Pourtant, une division se forme parmi les évangéliques en ce qui concerne l’avortement. Alors que plusieurs partisans et partisanes voient en Trump un défenseur de leurs valeurs, son refus d’imposer une prohibition de l’avortement suscite une frustration, explique André Gagné, directeur du département d’études théologiques à l’Université Concordia. Certains et certaines se rendent aux urnes pour défendre un seul enjeu et la position de Trump sur l’avortement ne satisfait pas leurs attentes, explique-t-il.
Bien que cette division ne mette pas fin à l’attachement des évangéliques envers l’ancien président, elle pourrait néanmoins pousser quelques-uns et quelques-unes à s'abstenir ou à explorer d'autres options. « Dans un État pivot où l’électorat est divisé, même 1% des voix en faveur d’un candidat tiers peut suffire à faire basculer l’élection », souligne Daniel K. Williams. Ce serait le cas pour la Pennsylvanie, l’Arizona et le Nevada, entre autres.
Qui sont les évangéliques américain(e)s
Les valeurs traditionnelles constituent le socle commun des croyances évangéliques, déclare André Gagné, auteur de Ces évangéliques derrière Trump. Ces valeurs influencent fortement les positions politiques des évangéliques sur des questions sociétales, telles que les droits des personnes LGBTQ+, qui ne s’accordent pas avec leur vision conservatrice, selon M. Gagné. Les discours républicains viennent renforcer cette vision en mettant de l’avant ces enjeux pour mobiliser leur électorat, ajoute-t-il.
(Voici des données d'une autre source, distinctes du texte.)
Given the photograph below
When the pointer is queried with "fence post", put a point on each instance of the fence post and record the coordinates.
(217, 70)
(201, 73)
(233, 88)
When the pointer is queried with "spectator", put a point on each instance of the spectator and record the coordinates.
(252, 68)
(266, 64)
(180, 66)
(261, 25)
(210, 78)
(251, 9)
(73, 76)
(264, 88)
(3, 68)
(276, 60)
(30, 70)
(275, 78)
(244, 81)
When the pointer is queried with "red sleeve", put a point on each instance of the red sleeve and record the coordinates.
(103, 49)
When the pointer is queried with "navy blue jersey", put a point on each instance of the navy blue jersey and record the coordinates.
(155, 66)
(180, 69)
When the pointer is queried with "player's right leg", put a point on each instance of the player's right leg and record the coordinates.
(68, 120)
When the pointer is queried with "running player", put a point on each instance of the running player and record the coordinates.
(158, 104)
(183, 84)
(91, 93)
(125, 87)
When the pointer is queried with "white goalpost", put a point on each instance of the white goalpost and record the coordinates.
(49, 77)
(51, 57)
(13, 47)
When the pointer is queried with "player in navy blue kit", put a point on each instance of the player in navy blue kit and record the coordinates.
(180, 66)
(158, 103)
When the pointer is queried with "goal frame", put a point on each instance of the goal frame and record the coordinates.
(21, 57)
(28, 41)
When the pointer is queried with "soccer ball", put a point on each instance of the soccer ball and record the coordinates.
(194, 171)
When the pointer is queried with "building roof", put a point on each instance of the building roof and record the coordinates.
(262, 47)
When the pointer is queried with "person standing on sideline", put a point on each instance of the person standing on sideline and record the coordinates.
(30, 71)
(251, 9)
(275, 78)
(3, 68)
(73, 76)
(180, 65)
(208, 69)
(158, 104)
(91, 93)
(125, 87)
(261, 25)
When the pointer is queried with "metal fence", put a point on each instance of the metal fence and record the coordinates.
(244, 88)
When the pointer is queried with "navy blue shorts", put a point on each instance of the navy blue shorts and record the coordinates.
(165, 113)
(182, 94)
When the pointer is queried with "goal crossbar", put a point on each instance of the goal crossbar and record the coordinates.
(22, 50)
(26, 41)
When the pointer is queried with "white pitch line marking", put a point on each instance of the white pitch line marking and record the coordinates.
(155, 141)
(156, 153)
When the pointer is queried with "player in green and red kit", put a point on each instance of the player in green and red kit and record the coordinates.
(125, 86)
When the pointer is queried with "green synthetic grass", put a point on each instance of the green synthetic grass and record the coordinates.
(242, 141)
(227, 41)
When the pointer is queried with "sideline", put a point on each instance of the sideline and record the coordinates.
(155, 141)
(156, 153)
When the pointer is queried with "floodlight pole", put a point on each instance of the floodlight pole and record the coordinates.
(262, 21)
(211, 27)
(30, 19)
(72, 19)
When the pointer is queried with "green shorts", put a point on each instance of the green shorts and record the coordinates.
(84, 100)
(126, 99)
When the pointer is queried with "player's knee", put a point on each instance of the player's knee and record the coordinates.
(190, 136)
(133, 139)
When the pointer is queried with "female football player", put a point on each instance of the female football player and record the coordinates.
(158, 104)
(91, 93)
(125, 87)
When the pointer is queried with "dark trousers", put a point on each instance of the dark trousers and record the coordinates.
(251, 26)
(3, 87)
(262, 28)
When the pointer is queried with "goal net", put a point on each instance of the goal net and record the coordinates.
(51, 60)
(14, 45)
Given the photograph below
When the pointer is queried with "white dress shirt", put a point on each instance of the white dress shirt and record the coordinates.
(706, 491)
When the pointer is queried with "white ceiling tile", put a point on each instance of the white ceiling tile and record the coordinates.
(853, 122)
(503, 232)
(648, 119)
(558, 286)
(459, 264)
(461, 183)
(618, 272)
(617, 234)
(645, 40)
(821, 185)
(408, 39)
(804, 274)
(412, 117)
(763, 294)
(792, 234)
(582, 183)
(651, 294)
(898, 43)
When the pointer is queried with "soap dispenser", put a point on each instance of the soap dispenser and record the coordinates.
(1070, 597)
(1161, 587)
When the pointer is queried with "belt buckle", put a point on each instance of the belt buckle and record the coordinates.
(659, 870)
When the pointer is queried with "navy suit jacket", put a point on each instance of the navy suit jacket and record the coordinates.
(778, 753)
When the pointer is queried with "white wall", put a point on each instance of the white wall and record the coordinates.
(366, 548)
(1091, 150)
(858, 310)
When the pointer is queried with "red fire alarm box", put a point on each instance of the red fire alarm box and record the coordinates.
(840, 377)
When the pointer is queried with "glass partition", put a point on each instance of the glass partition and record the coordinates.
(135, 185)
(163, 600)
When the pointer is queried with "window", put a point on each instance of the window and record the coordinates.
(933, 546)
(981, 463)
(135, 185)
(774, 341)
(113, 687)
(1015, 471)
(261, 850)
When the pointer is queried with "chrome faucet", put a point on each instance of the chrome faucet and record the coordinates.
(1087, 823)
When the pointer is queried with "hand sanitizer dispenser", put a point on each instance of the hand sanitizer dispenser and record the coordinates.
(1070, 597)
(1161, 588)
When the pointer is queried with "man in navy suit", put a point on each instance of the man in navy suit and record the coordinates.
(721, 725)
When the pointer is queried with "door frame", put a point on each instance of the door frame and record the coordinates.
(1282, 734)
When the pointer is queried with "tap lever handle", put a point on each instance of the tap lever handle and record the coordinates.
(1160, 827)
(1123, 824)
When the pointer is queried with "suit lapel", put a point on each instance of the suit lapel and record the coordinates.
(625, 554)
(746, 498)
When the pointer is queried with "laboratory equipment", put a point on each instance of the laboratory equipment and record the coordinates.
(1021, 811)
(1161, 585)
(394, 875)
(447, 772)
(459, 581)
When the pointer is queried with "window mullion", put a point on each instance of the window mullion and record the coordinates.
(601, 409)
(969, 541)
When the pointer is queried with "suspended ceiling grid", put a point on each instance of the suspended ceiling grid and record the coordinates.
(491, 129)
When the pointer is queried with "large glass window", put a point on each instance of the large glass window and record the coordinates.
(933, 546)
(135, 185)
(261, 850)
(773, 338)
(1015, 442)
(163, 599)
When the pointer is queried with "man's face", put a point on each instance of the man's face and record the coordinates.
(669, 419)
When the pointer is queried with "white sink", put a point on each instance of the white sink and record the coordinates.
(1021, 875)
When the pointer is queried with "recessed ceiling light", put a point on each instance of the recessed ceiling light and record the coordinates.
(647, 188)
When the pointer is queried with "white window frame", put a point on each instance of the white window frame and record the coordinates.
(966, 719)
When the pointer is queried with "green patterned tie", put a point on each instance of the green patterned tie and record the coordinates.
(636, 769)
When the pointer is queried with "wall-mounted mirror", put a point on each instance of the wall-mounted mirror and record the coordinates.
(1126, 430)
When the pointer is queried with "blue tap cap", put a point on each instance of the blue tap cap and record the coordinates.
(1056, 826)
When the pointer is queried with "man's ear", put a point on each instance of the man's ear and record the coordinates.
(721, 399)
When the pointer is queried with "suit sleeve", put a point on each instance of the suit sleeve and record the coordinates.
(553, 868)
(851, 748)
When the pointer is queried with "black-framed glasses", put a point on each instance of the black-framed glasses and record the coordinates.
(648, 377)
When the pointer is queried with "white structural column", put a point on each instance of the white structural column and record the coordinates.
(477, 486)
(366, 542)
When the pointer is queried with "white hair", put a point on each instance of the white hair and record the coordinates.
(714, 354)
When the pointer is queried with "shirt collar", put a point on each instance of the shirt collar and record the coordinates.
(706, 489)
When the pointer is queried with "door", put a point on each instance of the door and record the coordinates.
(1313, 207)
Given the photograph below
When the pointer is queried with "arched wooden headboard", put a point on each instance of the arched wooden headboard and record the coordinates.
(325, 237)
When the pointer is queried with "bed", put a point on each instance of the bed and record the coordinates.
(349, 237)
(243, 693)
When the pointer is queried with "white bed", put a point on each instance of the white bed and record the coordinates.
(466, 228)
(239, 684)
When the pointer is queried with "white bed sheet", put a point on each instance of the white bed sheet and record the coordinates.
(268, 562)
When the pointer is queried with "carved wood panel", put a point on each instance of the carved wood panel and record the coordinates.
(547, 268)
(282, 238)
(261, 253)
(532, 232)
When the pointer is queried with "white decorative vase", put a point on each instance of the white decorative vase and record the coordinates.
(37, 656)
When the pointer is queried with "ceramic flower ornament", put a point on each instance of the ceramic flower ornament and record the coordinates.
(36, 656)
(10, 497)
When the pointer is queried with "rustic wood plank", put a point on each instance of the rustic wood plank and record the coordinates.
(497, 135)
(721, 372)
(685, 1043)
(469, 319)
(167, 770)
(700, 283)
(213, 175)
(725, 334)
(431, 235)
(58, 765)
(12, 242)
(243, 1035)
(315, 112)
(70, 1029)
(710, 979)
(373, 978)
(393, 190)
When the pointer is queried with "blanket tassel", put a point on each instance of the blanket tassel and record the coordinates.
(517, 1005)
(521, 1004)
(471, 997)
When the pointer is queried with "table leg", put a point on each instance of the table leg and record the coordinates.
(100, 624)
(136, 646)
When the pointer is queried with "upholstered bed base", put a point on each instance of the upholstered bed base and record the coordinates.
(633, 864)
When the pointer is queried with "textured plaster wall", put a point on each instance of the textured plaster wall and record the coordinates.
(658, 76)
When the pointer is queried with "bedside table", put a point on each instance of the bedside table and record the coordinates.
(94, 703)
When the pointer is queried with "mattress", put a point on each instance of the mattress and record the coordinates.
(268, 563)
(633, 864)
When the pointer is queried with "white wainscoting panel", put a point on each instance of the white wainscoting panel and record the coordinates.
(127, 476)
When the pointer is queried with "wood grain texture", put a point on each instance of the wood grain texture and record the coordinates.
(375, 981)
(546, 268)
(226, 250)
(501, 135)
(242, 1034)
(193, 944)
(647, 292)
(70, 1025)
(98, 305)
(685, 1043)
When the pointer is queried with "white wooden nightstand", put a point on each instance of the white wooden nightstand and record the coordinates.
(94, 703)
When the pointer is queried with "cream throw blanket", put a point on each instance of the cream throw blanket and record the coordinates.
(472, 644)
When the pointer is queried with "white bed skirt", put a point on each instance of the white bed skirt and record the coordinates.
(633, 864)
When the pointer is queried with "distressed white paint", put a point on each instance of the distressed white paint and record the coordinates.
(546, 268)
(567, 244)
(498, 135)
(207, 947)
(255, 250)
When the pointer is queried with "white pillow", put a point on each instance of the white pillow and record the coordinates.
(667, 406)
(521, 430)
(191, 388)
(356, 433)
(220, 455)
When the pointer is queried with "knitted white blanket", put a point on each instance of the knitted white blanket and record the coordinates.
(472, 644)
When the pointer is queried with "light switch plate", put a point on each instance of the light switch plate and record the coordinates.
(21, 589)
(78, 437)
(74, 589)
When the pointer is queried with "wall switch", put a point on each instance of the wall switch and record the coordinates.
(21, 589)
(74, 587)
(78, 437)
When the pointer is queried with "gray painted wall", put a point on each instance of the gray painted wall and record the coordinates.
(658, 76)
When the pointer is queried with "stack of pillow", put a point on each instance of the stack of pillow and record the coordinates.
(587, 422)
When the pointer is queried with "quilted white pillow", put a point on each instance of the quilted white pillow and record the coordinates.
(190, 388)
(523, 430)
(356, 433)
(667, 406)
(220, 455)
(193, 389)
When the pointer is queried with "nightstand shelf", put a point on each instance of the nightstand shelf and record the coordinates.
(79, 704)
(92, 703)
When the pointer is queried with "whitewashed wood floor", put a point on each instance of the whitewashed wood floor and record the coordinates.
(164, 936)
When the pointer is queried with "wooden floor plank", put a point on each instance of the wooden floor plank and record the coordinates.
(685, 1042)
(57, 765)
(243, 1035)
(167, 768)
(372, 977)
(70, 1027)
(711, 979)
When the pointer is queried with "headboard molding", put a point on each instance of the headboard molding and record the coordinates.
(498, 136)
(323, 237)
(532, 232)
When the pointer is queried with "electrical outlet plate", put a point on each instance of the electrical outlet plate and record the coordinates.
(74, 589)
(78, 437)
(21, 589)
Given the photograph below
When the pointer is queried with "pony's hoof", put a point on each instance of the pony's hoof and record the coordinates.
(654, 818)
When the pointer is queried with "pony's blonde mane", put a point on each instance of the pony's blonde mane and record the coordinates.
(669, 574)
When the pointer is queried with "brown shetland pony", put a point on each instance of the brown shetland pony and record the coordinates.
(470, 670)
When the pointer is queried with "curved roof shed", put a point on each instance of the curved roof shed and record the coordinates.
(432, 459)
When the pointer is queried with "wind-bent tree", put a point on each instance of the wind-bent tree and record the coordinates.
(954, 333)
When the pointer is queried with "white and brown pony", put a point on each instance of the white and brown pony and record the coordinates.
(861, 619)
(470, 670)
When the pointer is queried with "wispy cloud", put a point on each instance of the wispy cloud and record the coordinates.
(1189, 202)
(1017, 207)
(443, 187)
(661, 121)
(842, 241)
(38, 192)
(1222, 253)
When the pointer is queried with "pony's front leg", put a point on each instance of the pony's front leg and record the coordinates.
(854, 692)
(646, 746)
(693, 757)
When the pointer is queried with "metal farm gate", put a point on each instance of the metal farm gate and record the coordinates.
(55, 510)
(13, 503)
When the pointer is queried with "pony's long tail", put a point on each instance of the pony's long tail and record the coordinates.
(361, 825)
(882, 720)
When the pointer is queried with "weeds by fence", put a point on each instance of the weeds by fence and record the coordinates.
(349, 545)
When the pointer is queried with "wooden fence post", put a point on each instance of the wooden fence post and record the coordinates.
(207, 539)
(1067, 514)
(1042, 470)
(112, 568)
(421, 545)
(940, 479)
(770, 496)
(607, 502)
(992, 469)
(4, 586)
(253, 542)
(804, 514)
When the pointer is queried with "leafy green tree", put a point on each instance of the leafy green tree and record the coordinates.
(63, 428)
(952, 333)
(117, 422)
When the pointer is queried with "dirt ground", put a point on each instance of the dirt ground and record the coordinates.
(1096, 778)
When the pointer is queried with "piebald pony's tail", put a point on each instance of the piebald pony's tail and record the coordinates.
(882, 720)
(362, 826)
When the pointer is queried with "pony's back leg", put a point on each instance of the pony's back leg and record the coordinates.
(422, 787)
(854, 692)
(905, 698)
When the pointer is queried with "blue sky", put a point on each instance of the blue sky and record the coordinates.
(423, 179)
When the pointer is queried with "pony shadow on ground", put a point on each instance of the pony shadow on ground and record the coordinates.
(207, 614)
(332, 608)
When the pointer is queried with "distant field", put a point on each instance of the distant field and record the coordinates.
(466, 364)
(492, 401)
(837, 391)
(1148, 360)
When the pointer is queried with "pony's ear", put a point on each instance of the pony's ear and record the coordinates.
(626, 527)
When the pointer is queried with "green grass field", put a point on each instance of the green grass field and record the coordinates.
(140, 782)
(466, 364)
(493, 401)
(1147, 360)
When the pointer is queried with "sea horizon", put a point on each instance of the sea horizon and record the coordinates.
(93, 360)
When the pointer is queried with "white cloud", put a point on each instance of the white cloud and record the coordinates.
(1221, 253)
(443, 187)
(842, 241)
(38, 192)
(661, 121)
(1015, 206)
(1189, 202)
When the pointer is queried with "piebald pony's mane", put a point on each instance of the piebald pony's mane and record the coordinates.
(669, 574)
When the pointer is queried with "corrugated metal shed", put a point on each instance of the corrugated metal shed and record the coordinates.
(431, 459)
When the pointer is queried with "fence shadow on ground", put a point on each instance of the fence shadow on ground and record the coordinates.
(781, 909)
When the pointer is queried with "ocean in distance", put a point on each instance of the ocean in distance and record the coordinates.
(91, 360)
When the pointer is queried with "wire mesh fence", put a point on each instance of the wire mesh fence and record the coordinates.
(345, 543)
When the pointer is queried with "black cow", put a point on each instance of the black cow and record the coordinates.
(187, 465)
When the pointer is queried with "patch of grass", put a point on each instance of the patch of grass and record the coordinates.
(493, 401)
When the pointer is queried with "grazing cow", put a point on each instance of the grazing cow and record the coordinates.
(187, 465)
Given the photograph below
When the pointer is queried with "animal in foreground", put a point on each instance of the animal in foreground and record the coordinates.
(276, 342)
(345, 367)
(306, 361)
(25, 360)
Pour Jerry Blackmon, pasteur évangélique de la Community Christian Church en Californie, l'avortement, les droits LGBTQ+ et l'immigration sont les enjeux qui guident le vote de sa communauté. « Les républicains cherchent à plaire à Dieu, tandis que les démocrates essaient de plaire aux hommes », affirme-t-il.
Parmi le vote évangélique, seul l’électorat afro-américain semble tendre davantage vers les démocrates, une tendance plutôt influencée par l’ethnicité que la religion, selon une étude de l’Institut James Baker publiée en septembre 2024. Les évangéliques afro-américain(e)s montrent une légère propension à voter républicain comparativement aux autres membres des églises noires chrétiennes, bien que ce pourcentage reste relativement faible, d’après M. Williams.
S'il y a un groupe issu des minorités qui pourrait se rallier de plus en plus à Trump, ce sont les personnes d'origine hispanophone, observe André Gagné. « Le lien [des communautés hispanophones] avec les traditions catholiques et évangéliques est très fort », dit-il.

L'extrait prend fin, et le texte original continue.